The study of urbanisation is an increasingly important aspect of world archaeology and considers how cities have come to dominate human society and whether archaeology can contribute to the shaping of future cities. This MA aims to develop both critical theory and practical approaches in this vital field of academic research.
Students will develop an advanced understanding of the significance of urbanism in the development of human society, and of important theoretical issues relevant to identities and institutions, cities and empire, and town planning and urban morphology. They also gain subject-specific skills, including recording and analysing complex stratigraphy and understanding archaeological archives.
Students undertake modules to the value of 180 credits.
The programme consists of four core modules (60 credits), 30 credits of optional modules and a research dissertation (90 credits).
-Approaches to Urban Archaeology: Themes and Concepts
-The Archaeology of Complex Urban Sites: Analytical and Interpretative Techniques
-Themes, Thought and Theory in World Archaeology: Foundations
-London Within the Roman World: a Case Study in Urban Archaeology
-Applied Heritage Management
-Approaches to Artefact Studies
-Archaeology and Ethnicity
-Archaeological Approaches to the Human Use of Space
-Beyond Chiefdoms: Archaeologies of African Political Complexities
-Egyptian Landscapes: Archaeological Perspective
-Environmental Archaeology in Practice
-Geoarchaeology: Methods and Concepts I
-Geographic Information Systems in Archaeology I
-Geographic Information Systems in Archaeology II
-Interpreting Potter - Lecture and Practical
-Mediterranean World in the Iron Age
-Near Eastern Material Cultures I: Neolithic and Early Bronze age
-Near Eastern Material Cultures II: Middle bronze Age through the Iron Age
-Research Skills for Spatial Analysis
-Social Complexity in Early China: from the Neolithic to the Early Empire
-Spatial Analysis in Archaeology
-The Aegean from First Farmers to Minoan States
-The Late Bronze Age Aegean
-Zooarchaeology in Practice
An independent research project which culminates in a dissertation of approximately 15,000 words.
Teaching and learning
The programme is delivered through a combination of lectures, seminars, practical sessions and structured reading. Assessment is through written and practical essays, oral examination and the dissertation.
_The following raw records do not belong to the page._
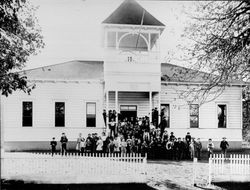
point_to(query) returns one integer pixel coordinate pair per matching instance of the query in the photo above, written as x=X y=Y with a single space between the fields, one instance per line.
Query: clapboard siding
x=179 y=113
x=140 y=99
x=75 y=96
x=44 y=96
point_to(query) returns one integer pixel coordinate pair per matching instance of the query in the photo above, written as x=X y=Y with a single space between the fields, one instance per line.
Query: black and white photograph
x=124 y=94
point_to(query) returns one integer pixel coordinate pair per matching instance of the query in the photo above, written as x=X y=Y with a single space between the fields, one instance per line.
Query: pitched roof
x=94 y=70
x=131 y=12
x=72 y=70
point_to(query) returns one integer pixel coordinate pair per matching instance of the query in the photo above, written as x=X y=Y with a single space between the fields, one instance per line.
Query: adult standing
x=104 y=114
x=224 y=146
x=78 y=143
x=198 y=148
x=112 y=126
x=99 y=145
x=53 y=144
x=64 y=141
x=210 y=147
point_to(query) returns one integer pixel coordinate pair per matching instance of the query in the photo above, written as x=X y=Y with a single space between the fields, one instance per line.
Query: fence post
x=194 y=170
x=210 y=170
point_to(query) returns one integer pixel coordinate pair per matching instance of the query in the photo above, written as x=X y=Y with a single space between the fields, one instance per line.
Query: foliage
x=218 y=38
x=19 y=38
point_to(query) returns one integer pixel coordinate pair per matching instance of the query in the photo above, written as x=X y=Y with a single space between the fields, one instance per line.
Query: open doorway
x=129 y=112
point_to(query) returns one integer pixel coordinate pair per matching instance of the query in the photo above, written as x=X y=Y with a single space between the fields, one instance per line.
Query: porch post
x=159 y=108
x=150 y=106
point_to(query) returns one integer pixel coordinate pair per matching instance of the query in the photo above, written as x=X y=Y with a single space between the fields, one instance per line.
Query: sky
x=72 y=29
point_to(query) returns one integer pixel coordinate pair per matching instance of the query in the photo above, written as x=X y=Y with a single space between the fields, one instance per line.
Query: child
x=53 y=144
x=210 y=147
x=123 y=146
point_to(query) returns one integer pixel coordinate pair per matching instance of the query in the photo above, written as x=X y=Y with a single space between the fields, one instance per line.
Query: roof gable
x=131 y=12
x=72 y=70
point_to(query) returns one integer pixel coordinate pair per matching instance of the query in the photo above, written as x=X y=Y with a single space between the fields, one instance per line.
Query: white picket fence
x=235 y=168
x=89 y=168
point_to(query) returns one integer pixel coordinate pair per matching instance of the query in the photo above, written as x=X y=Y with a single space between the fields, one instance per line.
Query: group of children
x=156 y=145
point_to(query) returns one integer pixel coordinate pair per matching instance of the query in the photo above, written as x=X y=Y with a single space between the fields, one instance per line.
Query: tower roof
x=131 y=12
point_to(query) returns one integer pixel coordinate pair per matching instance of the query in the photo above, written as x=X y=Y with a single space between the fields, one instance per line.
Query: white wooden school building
x=70 y=97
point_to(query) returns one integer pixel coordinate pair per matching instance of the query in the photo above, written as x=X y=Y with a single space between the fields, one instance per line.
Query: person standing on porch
x=99 y=145
x=112 y=125
x=78 y=143
x=210 y=148
x=224 y=146
x=64 y=141
x=198 y=148
x=104 y=114
x=53 y=144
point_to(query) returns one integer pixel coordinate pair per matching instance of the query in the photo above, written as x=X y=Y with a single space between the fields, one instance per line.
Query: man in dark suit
x=64 y=141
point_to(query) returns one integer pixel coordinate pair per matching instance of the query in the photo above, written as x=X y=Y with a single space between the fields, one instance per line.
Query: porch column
x=150 y=106
x=107 y=111
x=159 y=108
x=116 y=106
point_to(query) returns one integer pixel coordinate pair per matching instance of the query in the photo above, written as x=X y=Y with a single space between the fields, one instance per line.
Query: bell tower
x=131 y=59
x=131 y=52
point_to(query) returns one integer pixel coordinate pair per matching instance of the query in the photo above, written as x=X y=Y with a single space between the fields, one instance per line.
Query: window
x=222 y=115
x=194 y=115
x=27 y=114
x=165 y=114
x=91 y=114
x=59 y=114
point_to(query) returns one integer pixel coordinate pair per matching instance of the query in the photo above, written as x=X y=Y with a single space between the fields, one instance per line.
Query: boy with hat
x=224 y=146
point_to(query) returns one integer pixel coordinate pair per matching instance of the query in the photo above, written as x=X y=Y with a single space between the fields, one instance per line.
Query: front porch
x=139 y=104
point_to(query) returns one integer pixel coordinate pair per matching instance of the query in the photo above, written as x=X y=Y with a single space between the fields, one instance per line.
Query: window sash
x=27 y=115
x=91 y=114
x=166 y=113
x=59 y=114
x=222 y=116
x=194 y=115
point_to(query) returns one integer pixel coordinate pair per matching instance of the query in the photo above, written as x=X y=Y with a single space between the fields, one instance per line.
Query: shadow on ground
x=21 y=185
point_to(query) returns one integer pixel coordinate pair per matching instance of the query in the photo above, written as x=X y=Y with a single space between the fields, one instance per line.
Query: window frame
x=64 y=118
x=32 y=113
x=170 y=111
x=217 y=122
x=198 y=116
x=86 y=104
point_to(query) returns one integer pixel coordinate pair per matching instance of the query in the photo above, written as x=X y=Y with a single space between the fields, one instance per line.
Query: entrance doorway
x=129 y=112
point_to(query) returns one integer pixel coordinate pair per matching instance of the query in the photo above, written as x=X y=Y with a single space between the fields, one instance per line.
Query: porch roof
x=94 y=70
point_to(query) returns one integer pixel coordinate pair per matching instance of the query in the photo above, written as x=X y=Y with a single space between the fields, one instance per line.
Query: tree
x=218 y=43
x=19 y=38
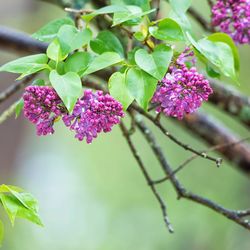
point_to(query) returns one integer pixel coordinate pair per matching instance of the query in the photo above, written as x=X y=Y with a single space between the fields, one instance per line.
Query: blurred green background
x=94 y=197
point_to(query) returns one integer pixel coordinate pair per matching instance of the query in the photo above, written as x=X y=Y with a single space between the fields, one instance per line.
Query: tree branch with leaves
x=125 y=58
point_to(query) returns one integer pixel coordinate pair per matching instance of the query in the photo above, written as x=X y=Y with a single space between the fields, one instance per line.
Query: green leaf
x=217 y=53
x=55 y=52
x=49 y=31
x=17 y=203
x=133 y=12
x=144 y=4
x=78 y=62
x=19 y=107
x=11 y=206
x=15 y=209
x=141 y=86
x=70 y=38
x=119 y=90
x=222 y=37
x=1 y=233
x=103 y=61
x=26 y=65
x=106 y=41
x=68 y=87
x=212 y=72
x=178 y=13
x=38 y=82
x=168 y=30
x=155 y=64
x=105 y=10
x=139 y=36
x=5 y=188
x=180 y=6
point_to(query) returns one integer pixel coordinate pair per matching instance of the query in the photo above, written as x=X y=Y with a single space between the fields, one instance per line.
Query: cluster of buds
x=233 y=18
x=92 y=114
x=183 y=89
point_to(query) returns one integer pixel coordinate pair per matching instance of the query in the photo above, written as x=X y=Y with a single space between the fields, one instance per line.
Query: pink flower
x=93 y=113
x=182 y=90
x=233 y=18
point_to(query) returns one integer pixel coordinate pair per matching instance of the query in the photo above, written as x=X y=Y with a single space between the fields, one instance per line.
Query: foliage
x=18 y=204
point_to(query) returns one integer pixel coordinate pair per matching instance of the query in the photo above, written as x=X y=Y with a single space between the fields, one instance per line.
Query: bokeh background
x=94 y=197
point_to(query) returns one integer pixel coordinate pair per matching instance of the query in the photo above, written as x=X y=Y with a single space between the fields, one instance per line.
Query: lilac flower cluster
x=233 y=18
x=183 y=89
x=42 y=106
x=94 y=113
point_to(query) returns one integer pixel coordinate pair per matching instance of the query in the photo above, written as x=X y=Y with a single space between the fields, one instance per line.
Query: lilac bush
x=233 y=18
x=183 y=89
x=42 y=106
x=93 y=113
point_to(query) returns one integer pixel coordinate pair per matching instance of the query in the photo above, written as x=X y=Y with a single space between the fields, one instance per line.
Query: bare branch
x=147 y=177
x=194 y=156
x=231 y=101
x=213 y=132
x=233 y=215
x=19 y=42
x=157 y=123
x=15 y=87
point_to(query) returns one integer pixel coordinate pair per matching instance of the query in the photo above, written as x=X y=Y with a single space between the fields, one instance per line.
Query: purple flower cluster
x=182 y=90
x=42 y=106
x=94 y=113
x=233 y=18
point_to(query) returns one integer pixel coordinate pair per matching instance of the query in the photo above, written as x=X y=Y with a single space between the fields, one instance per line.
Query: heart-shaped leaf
x=103 y=61
x=78 y=62
x=55 y=52
x=155 y=64
x=26 y=65
x=141 y=86
x=68 y=87
x=106 y=41
x=71 y=39
x=49 y=31
x=119 y=90
x=168 y=30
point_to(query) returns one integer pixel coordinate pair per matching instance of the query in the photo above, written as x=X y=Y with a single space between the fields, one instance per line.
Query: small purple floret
x=233 y=18
x=92 y=114
x=42 y=106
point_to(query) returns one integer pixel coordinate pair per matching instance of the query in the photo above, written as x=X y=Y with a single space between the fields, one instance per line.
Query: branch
x=19 y=42
x=231 y=101
x=147 y=177
x=234 y=215
x=213 y=132
x=194 y=156
x=157 y=123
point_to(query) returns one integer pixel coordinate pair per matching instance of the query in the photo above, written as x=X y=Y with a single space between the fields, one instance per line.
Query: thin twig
x=234 y=215
x=147 y=177
x=156 y=122
x=194 y=156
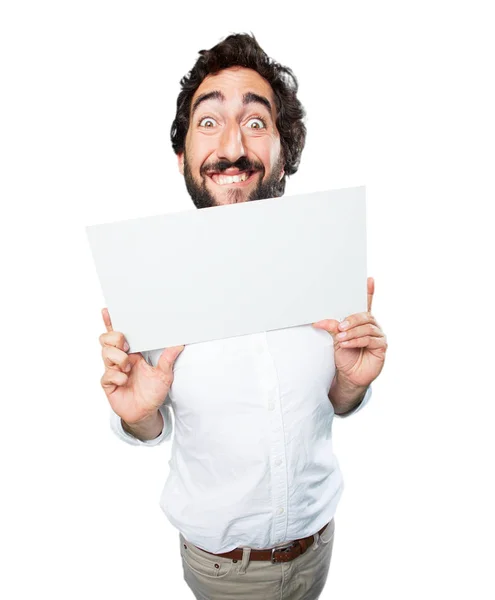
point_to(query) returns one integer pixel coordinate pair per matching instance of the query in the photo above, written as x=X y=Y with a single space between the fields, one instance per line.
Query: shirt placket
x=277 y=452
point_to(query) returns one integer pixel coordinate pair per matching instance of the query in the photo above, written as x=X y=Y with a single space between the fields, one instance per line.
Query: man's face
x=232 y=150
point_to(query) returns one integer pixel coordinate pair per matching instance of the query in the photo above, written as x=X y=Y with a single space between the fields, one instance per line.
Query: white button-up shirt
x=252 y=461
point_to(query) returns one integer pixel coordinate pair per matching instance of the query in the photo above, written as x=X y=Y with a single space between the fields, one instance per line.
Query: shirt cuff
x=357 y=408
x=116 y=426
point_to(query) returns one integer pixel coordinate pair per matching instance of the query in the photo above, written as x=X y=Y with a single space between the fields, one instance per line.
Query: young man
x=253 y=484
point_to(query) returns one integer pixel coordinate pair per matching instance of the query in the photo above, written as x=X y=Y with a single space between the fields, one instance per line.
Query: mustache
x=243 y=164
The Urban Archaeology MA is a new programme from which only one small cohort of students has graduated. Some graduates have gone on to undertake PhD research, whilst others are working as archaeological consultants in professional practice.
Other career opportunities include policy and applied archaeology positions in national and international organisations, museums and professional archaeological units.
Top career destinations for this degree:
-Archaeology Intern, Crossrail / University College London
The programme enables students to understand a wide range of theoretical and practical issues relevant to urban archaeology, which provide a sound basis for employment in many parts of the heritage sector. It also enables students to master a technical vocabulary to communicate with heritage professionals and agencies engaged in urban planning, development and archaeology. The programme develops strong transferable skills in written and oral communication, and in the approaches to complex urban archaeology. In balancing theory and practice, it will suit those wishing to continue to academic research and those seeking employment in archaeological organisations.
Why study this degree at UCL?
London is the most intensely studied archaeological site in the world.
The UCL Institute of Archaeology is the largest and most diverse department of archaeology in the UK. Institute staff have unparalleled expertise across both the chronological and geographic range of urbanism, and in approaches to handling complex urban data.
UCL is located in central London, within walking distance of the British Museum and the British Library. Students benefit from London's many museums, galleries and other archaeological spaces, but in particular have easy access to UCL's own museums and collections, which form a resource of international importance for academic research.
A minimum of an upper second-class Bachelor's degree in a relevant subject from a UK university or an overseas qualification of an equivalent standard.